Diabetics tend to feel hungry most of the time and eat large meals. Although they eat a lot, but they continue to experience hunger pangs.
Loss of Weight
Loss of weight despite the intake of frequent and large meals is another symptom of this disease. The body is starved of energy, as glucose cannot enter the cells. In a desperate effort to get energy, the starved cells use up fat and protein. This causes loss of weight.
Weakness and Fatigue
Diabetics feel tired easily even after a little exertion. They also feel out of breath easily. The sugar in the blood does not get into the cells where it is converted into energy. This lowers the stamina and resistance levels.
itching and yeast infections
Excess sugar in the blood and urine provides food for yeast, which can lead to infection. Yeast infections tend to occur on warm, moist areas of the skin, such as the mouth, genital areas, and armpits.

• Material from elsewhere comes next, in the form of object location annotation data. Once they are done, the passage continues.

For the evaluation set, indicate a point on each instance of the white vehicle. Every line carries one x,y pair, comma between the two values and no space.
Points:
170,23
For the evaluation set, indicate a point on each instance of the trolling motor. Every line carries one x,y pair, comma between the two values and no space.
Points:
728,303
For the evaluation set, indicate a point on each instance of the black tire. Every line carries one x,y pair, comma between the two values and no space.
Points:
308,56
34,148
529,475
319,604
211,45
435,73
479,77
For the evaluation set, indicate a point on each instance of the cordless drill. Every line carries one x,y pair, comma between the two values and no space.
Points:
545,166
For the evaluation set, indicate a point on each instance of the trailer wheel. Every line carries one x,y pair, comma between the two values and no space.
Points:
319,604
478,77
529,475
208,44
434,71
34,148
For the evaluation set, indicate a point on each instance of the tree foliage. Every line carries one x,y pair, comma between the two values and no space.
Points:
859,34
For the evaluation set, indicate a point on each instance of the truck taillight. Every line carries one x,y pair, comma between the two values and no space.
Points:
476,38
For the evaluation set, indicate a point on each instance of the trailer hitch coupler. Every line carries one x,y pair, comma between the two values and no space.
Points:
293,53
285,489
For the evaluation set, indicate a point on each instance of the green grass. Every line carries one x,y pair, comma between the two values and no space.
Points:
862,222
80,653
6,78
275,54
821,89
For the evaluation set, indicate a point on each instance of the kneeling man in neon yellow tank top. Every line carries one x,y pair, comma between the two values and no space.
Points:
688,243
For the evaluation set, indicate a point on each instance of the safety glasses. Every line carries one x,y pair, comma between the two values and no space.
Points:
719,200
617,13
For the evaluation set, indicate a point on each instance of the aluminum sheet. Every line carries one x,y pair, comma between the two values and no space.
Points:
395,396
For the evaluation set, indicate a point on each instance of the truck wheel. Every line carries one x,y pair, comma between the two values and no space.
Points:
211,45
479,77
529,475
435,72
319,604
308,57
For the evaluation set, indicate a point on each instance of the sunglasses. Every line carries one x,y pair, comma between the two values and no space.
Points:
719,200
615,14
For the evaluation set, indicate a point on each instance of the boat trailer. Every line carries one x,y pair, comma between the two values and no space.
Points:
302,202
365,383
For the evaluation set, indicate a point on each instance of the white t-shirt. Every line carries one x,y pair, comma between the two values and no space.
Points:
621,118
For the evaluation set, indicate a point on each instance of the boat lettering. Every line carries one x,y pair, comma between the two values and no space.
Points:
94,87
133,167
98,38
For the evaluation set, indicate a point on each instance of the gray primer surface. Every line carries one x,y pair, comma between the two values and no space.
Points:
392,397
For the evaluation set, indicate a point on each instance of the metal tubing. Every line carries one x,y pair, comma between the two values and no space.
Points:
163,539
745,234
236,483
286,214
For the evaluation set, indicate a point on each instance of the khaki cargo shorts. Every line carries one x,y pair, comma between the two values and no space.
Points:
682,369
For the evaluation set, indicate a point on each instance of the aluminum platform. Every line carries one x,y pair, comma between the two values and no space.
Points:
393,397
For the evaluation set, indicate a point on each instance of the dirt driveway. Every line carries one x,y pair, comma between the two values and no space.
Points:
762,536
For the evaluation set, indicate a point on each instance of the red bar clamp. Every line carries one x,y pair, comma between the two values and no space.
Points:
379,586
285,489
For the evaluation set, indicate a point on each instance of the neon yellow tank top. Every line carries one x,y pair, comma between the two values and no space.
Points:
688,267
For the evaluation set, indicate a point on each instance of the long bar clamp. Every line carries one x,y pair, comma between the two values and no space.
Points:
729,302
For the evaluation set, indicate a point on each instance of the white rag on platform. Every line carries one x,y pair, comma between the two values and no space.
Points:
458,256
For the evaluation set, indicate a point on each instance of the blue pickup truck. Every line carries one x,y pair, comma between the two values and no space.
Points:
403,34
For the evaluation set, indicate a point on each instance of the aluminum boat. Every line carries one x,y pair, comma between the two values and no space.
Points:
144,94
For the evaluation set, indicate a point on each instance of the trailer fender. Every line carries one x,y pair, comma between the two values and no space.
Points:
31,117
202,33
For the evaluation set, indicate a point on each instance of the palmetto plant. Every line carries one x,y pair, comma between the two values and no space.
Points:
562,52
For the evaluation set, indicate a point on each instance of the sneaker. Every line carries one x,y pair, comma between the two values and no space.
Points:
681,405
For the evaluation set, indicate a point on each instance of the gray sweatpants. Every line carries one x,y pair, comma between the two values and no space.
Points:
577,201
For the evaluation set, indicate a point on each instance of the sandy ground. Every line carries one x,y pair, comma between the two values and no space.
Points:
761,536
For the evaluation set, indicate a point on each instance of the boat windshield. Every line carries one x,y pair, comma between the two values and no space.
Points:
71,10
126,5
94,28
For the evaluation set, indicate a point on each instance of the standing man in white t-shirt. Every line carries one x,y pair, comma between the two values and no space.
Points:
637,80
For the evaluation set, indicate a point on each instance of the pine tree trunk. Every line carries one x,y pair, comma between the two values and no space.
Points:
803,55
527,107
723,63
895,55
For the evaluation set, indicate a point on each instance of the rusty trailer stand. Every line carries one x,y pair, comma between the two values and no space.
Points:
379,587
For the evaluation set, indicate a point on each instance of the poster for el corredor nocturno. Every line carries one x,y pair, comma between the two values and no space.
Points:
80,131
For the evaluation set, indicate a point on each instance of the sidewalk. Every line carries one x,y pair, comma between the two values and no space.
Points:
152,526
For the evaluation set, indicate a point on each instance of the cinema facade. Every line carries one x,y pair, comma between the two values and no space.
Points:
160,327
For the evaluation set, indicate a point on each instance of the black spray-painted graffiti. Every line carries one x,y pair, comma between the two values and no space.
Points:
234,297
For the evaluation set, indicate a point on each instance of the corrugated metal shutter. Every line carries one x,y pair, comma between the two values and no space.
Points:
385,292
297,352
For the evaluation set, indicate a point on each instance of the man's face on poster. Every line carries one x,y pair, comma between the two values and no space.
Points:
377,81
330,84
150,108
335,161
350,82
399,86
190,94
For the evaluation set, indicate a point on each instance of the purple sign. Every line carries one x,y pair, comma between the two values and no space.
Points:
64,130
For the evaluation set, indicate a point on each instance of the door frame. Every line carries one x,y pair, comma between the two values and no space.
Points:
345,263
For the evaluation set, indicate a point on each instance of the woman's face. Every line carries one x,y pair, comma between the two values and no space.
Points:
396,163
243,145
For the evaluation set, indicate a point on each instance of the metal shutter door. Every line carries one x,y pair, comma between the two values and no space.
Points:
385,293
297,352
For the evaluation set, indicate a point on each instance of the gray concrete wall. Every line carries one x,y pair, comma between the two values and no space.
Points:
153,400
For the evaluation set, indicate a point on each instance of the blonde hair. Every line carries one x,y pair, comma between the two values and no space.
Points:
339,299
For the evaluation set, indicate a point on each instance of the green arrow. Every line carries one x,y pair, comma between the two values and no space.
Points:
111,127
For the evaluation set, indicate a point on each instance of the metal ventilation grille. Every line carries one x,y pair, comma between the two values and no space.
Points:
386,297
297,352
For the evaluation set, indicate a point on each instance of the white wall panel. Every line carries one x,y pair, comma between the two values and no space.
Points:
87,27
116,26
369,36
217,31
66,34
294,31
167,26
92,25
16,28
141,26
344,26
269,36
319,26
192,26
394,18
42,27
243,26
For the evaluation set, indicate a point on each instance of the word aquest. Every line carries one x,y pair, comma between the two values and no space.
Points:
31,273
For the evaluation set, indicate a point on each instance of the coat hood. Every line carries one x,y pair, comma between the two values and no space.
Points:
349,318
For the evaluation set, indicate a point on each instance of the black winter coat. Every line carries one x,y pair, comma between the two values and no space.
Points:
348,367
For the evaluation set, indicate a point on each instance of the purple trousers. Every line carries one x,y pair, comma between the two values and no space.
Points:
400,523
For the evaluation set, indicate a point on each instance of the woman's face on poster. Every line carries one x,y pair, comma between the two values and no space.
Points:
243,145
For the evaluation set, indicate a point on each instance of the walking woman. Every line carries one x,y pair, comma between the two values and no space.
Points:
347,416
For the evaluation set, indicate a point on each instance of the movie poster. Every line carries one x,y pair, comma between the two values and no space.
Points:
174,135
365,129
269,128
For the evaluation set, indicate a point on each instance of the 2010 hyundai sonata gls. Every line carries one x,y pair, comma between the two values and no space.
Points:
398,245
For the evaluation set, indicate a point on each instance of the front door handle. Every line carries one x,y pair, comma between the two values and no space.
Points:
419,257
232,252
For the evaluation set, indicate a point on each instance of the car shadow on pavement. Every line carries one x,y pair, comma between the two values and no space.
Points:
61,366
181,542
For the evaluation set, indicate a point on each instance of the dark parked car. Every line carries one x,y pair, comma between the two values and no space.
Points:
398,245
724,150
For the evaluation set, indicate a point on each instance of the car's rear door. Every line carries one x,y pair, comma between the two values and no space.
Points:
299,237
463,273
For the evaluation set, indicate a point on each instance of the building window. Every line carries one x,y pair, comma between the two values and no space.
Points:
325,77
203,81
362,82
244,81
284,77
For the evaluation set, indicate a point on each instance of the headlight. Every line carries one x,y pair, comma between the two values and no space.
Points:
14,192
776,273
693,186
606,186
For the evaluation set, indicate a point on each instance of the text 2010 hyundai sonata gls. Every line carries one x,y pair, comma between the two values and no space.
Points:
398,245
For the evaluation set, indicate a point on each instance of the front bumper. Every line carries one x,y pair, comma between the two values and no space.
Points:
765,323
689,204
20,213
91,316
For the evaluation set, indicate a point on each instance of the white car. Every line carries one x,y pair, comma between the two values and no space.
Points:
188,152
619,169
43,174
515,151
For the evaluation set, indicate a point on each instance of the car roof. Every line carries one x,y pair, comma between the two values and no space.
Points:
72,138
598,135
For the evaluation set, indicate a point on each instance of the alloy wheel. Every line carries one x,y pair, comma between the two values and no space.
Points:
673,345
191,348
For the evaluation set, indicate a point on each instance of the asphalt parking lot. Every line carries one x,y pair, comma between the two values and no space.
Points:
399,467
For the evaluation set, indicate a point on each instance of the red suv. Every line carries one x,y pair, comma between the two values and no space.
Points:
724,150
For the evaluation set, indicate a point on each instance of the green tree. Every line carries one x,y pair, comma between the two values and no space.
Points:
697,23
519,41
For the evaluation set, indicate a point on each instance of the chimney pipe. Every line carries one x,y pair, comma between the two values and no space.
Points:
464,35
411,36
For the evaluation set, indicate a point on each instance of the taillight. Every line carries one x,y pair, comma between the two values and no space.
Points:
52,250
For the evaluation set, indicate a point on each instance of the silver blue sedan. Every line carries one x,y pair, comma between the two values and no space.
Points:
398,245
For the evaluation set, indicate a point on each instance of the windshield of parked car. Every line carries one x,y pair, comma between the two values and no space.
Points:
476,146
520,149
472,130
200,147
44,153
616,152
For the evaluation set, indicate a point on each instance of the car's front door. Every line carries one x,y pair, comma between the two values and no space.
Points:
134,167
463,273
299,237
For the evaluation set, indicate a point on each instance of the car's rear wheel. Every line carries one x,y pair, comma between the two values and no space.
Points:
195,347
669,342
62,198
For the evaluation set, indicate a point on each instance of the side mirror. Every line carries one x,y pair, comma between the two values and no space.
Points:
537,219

The affected areas are usually itchy, but a person may also experience burning, redness, and soreness.
Foot Pain and Numbness
According to Everyday Health , abnormally high blood sugar levels will cause damage to the body’s nerves, a condition called diabetic neuropathy. Although not all people experience this symptom, more advanced cases of diabetes might notice numbness or pain in the extremities, typically starting with the feet. This symptom is most common in people who have had Type 2 diabetes for 25 years or more, but it can occur in people who are in the early stages as well.
One of the early warning signs of diabetes is blurred vision. In a high-sugar environments, such as untreated Type 2 diabetes, the ability of the eye’s lens to bend is altered. The lens is not damaged, but the eye muscles have to work harder to focus, especially when there are rapid changes in blood sugar and the eye muscles have not yet adapted to it. There’s a window of time when this symptom will show itself, as your body will adapt to the increased sugar levels and your vision will return to normal over time.
Over time, high blood sugar can affect your blood flow and cause nerve damage that makes it hard for your body to heal wound
Dry Mouth and Itchy skin
Because your body is using fluids to make pee, there’s less moisture for other things. You could get dehydrated, and your mouth may feel dry. Also Dry skin can make your body itch.